Esta tal tensão entre a China e os Estados Unidos beneficia naturalmente a posição de Putin, portanto, até por aí seria uma derrota [para Putin] se houvesse um diálogo mais forte entre a China e os Estados Unidos.

Abordou, no início da conversa, o perfil de Nancy Pelosi. Ela é uma das principais vozes críticas contra a China e, por isso, “persona non grata” em Pequim por vários motivos. Queria pedir-lhe para nos recordar os principais episódios que o mostram, desde a condenação a Tiananmen, à recepção de activistas pró-democracia de Hong Kong no Capitólio, às referências à situação dos uigures…

O episódio mais marcante do percurso de Nancy Pelosi em relação à China, quando ela era ainda uma congressista muito nova, foi a crise de Tiananmen, em 1989, e aquelas vítimas todas. Ela foi uma fervorosa lutadora para que a China fosse condenada, para que fossem aplicadas sanções. Dois anos depois, numa comitiva do Congresso, com outros dois congressistas, vai à Praça Tiananmen, abre uma faixa no meio da praça onde diz “Por aqueles que morreram, pela democracia na China”. Evidentemente, apareceu logo a polícia por todos os lados, tiraram a faixa, afastaram os congressistas, prenderam alguns jornalistas que, entretanto, registaram o momento. Este é o principal incidente entre Nancy Pelosi e a China mas, depois disso, teve sempre intervenções muito críticas em relação, por exemplo, à questão dos direitos humanos.

Por exemplo, é muito curioso porque ela é a representante da Califórnia. Ora, a Califórnia tem imensas empresas da área tecnológica – Silicon Valley e por aí fora - que têm no mercado chinês um excelente mercado para desenvolver actividade económica. Mesmo assim, ela insurgiu-se contra a transferência de tecnologia dessas empresas americanas para a China.

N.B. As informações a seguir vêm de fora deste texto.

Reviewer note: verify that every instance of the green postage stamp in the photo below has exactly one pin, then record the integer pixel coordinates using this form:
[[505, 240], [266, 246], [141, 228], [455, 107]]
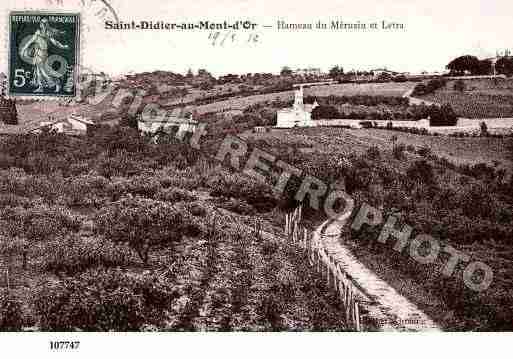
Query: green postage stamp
[[43, 53]]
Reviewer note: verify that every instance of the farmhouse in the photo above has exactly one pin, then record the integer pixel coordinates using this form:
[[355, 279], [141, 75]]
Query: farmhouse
[[74, 124], [163, 123], [300, 115]]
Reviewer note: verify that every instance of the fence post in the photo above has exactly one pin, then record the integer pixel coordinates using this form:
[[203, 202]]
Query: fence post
[[357, 316]]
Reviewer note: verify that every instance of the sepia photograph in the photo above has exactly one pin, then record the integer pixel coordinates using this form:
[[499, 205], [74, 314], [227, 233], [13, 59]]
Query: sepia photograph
[[335, 172]]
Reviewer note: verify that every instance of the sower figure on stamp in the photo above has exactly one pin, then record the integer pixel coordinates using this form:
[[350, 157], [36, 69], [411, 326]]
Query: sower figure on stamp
[[37, 50]]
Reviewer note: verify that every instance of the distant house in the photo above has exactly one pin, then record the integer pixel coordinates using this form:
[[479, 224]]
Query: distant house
[[493, 60], [383, 72], [159, 123], [79, 123], [311, 71], [300, 115], [73, 125], [8, 113]]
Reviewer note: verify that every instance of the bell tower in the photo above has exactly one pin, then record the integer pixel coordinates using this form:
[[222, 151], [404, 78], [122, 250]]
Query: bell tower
[[298, 99]]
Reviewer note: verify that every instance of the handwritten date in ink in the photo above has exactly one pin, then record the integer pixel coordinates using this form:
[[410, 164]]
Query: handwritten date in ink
[[64, 345], [219, 38]]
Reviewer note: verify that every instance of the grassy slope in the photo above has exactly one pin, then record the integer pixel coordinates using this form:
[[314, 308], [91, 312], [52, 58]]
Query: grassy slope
[[421, 284], [233, 281], [481, 98]]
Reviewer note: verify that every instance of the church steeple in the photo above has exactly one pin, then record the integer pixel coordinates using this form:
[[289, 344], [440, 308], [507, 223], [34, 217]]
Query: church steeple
[[298, 99]]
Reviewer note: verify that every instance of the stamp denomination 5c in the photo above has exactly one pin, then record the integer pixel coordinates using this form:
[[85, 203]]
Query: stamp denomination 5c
[[43, 54]]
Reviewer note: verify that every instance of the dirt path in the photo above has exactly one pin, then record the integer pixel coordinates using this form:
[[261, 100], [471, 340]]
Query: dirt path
[[385, 308], [415, 100]]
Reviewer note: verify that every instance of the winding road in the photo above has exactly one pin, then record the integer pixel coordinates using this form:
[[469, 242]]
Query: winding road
[[383, 307]]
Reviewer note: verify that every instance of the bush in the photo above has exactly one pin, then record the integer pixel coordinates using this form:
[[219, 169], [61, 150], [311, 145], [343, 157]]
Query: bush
[[459, 86], [237, 206], [424, 152], [325, 112], [430, 87], [74, 255], [11, 318], [175, 195], [38, 223], [398, 151], [484, 129], [421, 171], [442, 116], [143, 224], [104, 300], [374, 153]]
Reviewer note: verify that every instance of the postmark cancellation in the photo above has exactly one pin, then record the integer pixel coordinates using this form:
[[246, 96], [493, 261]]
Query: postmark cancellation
[[43, 53]]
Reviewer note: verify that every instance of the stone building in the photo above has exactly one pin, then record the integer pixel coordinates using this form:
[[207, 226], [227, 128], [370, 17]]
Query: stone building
[[300, 115]]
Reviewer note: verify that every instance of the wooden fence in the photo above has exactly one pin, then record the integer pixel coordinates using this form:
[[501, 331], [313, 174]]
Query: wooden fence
[[321, 261]]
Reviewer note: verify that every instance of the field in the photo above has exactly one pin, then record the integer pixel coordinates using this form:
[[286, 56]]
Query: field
[[469, 151], [107, 232], [372, 89], [480, 98]]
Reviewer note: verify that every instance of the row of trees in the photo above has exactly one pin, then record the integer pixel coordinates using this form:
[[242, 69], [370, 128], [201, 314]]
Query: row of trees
[[468, 64]]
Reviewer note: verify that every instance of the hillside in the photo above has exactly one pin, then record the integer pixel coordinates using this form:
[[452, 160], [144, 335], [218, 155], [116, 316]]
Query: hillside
[[479, 98], [460, 202], [106, 232]]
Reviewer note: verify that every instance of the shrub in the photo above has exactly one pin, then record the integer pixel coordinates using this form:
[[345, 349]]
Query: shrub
[[325, 112], [366, 124], [11, 318], [237, 206], [104, 300], [398, 151], [421, 171], [38, 223], [85, 190], [484, 129], [374, 153], [73, 254], [459, 86], [442, 116], [143, 224], [424, 151], [175, 195]]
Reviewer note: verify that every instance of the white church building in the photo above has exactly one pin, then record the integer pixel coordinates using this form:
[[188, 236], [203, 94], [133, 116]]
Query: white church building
[[300, 115]]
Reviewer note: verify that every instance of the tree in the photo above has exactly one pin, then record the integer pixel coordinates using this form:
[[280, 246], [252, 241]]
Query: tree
[[485, 67], [463, 64], [442, 116], [285, 71], [504, 66], [336, 71], [144, 224], [484, 129], [325, 112], [459, 86]]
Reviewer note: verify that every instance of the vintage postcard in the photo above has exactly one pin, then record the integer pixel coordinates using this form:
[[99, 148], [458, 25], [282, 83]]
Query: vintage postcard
[[337, 167]]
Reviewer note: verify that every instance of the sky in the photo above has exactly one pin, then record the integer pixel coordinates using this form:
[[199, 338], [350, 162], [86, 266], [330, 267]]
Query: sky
[[435, 32]]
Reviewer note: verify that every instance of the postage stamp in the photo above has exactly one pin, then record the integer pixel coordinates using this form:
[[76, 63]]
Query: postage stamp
[[43, 53]]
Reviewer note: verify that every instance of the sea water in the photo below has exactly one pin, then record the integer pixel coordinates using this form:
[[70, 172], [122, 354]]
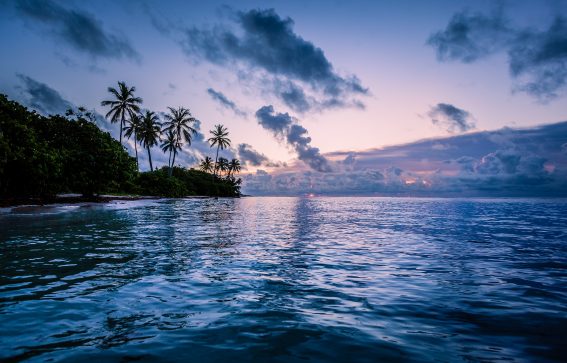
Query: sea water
[[286, 279]]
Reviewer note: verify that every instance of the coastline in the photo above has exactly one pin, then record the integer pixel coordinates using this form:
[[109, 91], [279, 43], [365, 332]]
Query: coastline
[[71, 199]]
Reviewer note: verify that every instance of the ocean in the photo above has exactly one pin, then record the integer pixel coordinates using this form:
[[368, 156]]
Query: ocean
[[286, 280]]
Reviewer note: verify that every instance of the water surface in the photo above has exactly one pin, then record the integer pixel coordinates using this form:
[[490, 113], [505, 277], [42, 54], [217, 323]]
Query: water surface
[[286, 279]]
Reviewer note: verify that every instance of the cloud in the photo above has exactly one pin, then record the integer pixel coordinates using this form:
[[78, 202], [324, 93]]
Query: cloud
[[278, 123], [508, 162], [537, 58], [225, 102], [470, 36], [284, 127], [267, 42], [78, 29], [249, 156], [450, 117], [43, 98]]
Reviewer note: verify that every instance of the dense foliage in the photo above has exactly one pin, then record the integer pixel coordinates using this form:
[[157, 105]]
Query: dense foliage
[[42, 156], [184, 182]]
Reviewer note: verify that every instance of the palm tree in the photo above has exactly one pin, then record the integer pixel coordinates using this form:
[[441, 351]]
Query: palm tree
[[172, 145], [124, 104], [222, 165], [133, 128], [150, 132], [233, 166], [219, 139], [206, 164], [179, 122]]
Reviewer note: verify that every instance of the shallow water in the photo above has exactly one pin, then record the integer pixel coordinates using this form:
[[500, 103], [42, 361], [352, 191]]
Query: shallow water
[[286, 279]]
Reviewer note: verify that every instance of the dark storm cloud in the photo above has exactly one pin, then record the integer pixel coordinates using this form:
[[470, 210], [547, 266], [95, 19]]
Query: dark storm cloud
[[268, 42], [78, 29], [42, 98], [450, 117], [250, 156], [278, 123], [225, 102], [294, 97], [283, 126], [537, 58], [469, 37], [507, 162]]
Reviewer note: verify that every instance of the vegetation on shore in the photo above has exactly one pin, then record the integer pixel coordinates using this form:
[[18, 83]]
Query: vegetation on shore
[[42, 156]]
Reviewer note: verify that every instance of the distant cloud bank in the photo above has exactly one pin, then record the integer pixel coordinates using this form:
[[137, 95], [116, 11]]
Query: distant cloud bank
[[508, 162], [225, 102], [452, 118], [285, 128], [297, 71], [537, 58], [77, 29]]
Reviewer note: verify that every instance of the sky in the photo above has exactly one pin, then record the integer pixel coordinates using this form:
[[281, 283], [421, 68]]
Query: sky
[[326, 97]]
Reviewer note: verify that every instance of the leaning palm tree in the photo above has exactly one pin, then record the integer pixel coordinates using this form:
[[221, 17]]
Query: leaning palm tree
[[179, 122], [206, 164], [150, 133], [220, 139], [125, 103], [233, 167], [222, 165], [132, 128], [172, 145]]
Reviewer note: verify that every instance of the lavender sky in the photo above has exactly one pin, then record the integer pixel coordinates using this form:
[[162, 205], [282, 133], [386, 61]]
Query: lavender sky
[[325, 97]]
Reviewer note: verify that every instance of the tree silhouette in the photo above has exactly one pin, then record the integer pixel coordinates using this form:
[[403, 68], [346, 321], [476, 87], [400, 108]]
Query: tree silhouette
[[222, 165], [178, 121], [150, 133], [172, 145], [133, 128], [234, 167], [206, 164], [220, 139], [125, 103]]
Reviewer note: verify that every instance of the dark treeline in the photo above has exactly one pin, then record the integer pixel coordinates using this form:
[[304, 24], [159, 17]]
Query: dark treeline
[[42, 156]]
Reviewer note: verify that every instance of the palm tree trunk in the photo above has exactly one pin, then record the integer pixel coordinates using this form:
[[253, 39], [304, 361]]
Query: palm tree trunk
[[121, 127], [136, 149], [150, 157], [169, 164], [172, 163], [216, 161]]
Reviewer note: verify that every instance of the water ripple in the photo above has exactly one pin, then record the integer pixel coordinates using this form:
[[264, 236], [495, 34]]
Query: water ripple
[[286, 279]]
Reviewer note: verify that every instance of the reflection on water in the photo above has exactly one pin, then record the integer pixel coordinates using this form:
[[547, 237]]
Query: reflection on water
[[286, 279]]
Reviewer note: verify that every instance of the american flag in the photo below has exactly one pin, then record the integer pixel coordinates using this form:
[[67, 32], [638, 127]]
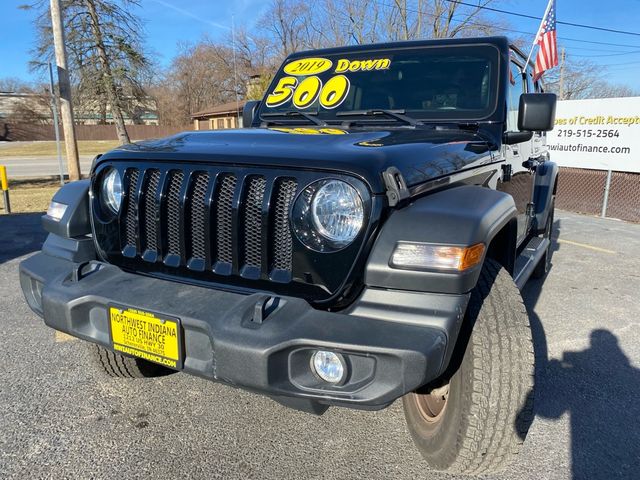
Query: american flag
[[547, 41]]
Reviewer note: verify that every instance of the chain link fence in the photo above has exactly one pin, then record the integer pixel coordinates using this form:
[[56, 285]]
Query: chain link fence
[[591, 192]]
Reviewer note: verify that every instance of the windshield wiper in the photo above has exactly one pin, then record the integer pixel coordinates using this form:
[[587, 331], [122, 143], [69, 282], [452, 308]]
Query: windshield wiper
[[295, 113], [395, 114]]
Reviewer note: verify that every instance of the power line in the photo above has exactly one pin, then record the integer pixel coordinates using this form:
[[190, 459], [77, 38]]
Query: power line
[[523, 15], [608, 55], [512, 30]]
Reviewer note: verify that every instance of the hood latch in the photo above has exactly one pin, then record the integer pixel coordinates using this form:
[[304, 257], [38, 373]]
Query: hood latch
[[397, 190]]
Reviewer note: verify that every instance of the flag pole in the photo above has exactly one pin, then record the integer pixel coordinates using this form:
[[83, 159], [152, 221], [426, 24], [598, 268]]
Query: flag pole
[[546, 12]]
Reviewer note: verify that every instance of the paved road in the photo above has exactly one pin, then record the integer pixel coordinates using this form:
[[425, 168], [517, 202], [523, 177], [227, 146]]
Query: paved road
[[40, 166], [59, 419]]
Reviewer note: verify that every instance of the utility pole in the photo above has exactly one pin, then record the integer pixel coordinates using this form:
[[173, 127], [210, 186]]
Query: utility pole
[[64, 85], [561, 86]]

Também criticou, por exemplo, o estatuto de Nação mais favorecida, que é um estatuto comercial que dá condições muito favoráveis do ponto de vista comercial à China.

Depois, mais tarde, criticou a questão do Tibete, tem criticado a questão dos uigures da região do Xinjiang e também é uma voz activa em relação à democracia em Hong Kong estar a ser aniquilada.

Nancy Pelosi foi sempre uma voz activa que incomodou Pequim ao longo dos anos e é evidentemente uma figura que Pequim não olha com muito bons olhos. Não ajuda muito o facto de ter este histórico todo de afrontamento ao poder chinês, daí que a China tenha mais um factor para reagir da maneira que está a reagir.